Few studies have used intracortical electrodes for stimulation in the human visual cortex (Shakhnovich et al 1982,Bak et al 1990, Schmidt et al 1996). Thirtyeight parylene-insulated iridium electrodes were chronically implanted in pairs in a 42 year old blind patient (Schmidt et al 1996). Electrode spacings tested were 250, 500 and 750 µm. Electrophosphene thresholds were complicated by the subject’s perception of spontaneous phosphenes (Bak et al 1990). Shorter pulse width stimuli (200 µS) aided electrophosphene perception. Electrophosphenes elicited by pulse trains longer than 1 s usually disappeared. Although data were limited, electrophosphenes elicited by two electrodes spaced 250 or 500 µm apart were often reported as being in the same visual ﬁeld location; implying inter-electrode spacings of 500 µm may be required (Bak et al 1990).

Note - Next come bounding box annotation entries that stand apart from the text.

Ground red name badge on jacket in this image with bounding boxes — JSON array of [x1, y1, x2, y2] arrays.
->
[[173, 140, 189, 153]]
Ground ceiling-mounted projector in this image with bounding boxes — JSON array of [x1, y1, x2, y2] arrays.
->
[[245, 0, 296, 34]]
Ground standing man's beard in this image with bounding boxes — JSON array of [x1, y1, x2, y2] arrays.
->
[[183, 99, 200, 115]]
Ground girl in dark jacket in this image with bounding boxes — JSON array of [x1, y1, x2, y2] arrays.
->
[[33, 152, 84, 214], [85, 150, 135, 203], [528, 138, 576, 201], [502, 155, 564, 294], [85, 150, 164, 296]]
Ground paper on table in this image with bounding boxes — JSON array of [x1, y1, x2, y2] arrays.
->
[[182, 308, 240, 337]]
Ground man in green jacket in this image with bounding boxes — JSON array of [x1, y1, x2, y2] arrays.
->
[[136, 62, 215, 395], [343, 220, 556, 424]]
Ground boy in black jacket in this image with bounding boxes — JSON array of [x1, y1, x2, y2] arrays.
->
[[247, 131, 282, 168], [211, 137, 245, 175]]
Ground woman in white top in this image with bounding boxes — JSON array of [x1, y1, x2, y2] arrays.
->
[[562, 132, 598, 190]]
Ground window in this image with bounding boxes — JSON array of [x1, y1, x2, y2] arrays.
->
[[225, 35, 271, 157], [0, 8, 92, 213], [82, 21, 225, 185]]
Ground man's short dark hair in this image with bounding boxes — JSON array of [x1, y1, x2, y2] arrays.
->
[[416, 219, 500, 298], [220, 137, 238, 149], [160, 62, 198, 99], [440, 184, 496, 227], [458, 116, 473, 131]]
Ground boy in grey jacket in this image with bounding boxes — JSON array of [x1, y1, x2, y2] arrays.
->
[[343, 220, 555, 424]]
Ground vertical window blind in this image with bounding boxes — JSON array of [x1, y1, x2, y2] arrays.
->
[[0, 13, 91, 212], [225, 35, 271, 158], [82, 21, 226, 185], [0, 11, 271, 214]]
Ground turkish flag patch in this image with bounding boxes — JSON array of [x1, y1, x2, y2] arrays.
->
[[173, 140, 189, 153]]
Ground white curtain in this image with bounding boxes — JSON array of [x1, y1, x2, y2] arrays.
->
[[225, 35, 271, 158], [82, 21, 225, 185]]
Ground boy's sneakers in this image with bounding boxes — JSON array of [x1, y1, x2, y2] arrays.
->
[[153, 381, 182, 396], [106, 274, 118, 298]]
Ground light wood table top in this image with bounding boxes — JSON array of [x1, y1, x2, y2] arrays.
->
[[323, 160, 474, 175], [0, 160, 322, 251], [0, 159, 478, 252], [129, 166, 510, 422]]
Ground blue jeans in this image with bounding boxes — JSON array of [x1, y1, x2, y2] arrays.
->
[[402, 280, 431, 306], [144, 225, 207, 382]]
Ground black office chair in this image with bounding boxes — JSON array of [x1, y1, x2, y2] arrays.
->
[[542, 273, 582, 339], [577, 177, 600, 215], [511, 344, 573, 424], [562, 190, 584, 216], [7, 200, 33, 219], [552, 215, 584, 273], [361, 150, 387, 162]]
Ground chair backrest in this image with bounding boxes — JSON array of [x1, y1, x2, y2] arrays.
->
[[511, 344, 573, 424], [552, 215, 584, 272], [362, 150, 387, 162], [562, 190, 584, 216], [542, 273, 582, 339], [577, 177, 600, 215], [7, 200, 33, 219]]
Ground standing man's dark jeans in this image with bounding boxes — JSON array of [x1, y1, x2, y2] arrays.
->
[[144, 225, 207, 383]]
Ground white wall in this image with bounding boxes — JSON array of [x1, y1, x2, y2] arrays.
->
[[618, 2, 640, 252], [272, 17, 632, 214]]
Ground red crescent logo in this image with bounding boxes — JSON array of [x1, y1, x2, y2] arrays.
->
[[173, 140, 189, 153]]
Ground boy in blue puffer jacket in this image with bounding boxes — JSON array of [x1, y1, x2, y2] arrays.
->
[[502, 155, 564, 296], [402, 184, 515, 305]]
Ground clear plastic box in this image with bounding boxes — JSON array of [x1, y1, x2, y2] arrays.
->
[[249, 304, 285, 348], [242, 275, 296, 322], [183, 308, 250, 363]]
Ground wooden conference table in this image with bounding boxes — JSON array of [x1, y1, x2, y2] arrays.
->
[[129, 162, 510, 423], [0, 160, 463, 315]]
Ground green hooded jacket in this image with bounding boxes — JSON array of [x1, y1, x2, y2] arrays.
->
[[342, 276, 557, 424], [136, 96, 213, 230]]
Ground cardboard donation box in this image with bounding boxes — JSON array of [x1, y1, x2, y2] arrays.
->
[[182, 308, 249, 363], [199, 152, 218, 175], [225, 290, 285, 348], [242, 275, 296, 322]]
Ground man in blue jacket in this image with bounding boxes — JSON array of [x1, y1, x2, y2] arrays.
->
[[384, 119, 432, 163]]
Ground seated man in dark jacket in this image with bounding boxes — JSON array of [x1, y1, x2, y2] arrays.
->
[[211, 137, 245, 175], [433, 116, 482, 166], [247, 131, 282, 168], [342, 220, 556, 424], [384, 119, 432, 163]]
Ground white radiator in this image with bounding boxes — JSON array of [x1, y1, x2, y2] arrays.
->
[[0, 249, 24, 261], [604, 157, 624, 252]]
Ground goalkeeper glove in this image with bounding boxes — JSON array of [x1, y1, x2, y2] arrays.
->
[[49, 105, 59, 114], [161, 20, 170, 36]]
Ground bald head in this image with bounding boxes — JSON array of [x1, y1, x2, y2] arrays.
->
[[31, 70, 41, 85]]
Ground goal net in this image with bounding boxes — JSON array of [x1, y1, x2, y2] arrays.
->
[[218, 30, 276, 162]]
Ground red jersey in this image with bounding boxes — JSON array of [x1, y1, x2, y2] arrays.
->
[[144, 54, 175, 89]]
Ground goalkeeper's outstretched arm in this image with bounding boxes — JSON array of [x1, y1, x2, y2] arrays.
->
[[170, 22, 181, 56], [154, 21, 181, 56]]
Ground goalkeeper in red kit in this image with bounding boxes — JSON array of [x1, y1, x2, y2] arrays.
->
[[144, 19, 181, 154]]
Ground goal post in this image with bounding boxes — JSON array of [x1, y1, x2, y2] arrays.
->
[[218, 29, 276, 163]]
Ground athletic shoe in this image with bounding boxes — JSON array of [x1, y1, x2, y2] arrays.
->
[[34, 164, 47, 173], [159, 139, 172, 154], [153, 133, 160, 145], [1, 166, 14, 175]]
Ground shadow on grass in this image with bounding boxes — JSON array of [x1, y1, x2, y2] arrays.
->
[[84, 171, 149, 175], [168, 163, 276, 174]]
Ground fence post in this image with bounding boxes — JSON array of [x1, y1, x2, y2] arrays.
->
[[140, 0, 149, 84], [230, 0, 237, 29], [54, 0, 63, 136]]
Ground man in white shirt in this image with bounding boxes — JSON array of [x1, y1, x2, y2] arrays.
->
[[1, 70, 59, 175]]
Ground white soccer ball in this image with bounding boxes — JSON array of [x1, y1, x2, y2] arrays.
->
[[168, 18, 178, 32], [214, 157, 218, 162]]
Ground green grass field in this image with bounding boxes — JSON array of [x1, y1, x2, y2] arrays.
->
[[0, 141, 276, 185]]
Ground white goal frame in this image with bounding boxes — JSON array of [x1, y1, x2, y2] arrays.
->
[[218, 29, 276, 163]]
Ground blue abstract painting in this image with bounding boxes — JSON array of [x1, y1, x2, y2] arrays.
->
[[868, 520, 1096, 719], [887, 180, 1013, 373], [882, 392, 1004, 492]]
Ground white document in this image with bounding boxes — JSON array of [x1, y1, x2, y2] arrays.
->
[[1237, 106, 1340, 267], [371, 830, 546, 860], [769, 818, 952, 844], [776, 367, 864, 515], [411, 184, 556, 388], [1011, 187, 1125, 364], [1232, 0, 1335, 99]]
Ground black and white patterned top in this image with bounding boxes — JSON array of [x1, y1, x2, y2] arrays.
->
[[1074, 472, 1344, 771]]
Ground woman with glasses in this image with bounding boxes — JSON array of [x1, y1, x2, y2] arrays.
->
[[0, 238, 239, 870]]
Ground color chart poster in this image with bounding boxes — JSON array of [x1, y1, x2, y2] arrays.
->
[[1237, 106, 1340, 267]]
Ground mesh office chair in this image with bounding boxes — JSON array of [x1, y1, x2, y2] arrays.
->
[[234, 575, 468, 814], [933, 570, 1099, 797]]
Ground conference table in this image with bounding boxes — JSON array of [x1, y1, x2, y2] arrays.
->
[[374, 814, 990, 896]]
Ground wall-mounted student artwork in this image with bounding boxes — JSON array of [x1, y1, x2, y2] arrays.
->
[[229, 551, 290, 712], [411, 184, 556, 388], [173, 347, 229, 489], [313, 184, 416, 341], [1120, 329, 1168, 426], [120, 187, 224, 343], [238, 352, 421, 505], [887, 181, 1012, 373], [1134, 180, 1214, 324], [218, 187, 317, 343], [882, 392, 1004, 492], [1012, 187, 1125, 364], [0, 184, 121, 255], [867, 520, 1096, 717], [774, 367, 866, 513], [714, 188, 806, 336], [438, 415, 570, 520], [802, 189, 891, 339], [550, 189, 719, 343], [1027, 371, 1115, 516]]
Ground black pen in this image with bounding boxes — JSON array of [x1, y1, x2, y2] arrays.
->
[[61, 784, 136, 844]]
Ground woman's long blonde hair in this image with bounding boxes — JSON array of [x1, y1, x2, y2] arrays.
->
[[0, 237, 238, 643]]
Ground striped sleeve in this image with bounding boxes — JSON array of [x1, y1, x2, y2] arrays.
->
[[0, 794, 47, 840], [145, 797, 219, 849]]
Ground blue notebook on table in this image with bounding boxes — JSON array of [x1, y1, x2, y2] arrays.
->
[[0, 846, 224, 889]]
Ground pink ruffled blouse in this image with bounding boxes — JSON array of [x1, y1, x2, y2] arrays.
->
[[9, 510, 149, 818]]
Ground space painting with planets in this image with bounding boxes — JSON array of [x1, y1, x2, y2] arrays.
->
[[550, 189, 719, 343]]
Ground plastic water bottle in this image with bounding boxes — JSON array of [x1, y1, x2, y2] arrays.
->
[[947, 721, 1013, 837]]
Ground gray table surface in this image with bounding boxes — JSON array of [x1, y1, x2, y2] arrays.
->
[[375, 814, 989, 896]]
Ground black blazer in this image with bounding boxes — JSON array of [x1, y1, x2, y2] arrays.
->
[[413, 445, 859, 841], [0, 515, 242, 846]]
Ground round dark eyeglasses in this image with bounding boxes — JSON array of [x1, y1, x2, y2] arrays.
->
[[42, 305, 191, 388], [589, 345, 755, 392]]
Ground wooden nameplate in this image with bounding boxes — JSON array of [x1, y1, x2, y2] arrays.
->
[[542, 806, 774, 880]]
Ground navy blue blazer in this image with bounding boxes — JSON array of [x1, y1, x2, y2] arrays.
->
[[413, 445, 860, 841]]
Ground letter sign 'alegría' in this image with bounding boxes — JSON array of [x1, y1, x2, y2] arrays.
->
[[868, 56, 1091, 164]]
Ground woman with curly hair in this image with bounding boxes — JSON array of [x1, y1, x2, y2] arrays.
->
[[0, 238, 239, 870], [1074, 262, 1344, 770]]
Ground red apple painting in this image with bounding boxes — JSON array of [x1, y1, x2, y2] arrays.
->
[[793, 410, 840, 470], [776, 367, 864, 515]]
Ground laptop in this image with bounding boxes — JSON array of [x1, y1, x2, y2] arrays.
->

In Fig 3a, Neuronal layers of the adult human visual cortex in radial section. Neurons in black are immunostained with an antibody (Cat-301) that labels cells thought to be involved in the magnocellular ganglion cell pathway (black stain), while other neurons are counterstained in blue (Nissle stain). Note layer 1, the uppermost layer near epidural disc electrodes, is largely devoid of neurons. Scale bar: 250 µ From Preuss and Coleman (2003) with permission. Fig 3b shows a visual cortex model implanted with epidural (left) and intracortical (right) stimulating electrodes. Red indicates conductive regions. Dotted line shows relative level of layer 4 geniculate efferents to cortex. A portion of the central visual ﬁeld lies in the calcarine sulcus (CS), which is difﬁcult to contact by current electrode designs. Fixed length intracortical electrodes may not stimulate neurons in the same layer due to variation in cortical curvature. CS: calcarine sulcus. Adapted from a section in ﬁgure 1, Stensaas et al (1974).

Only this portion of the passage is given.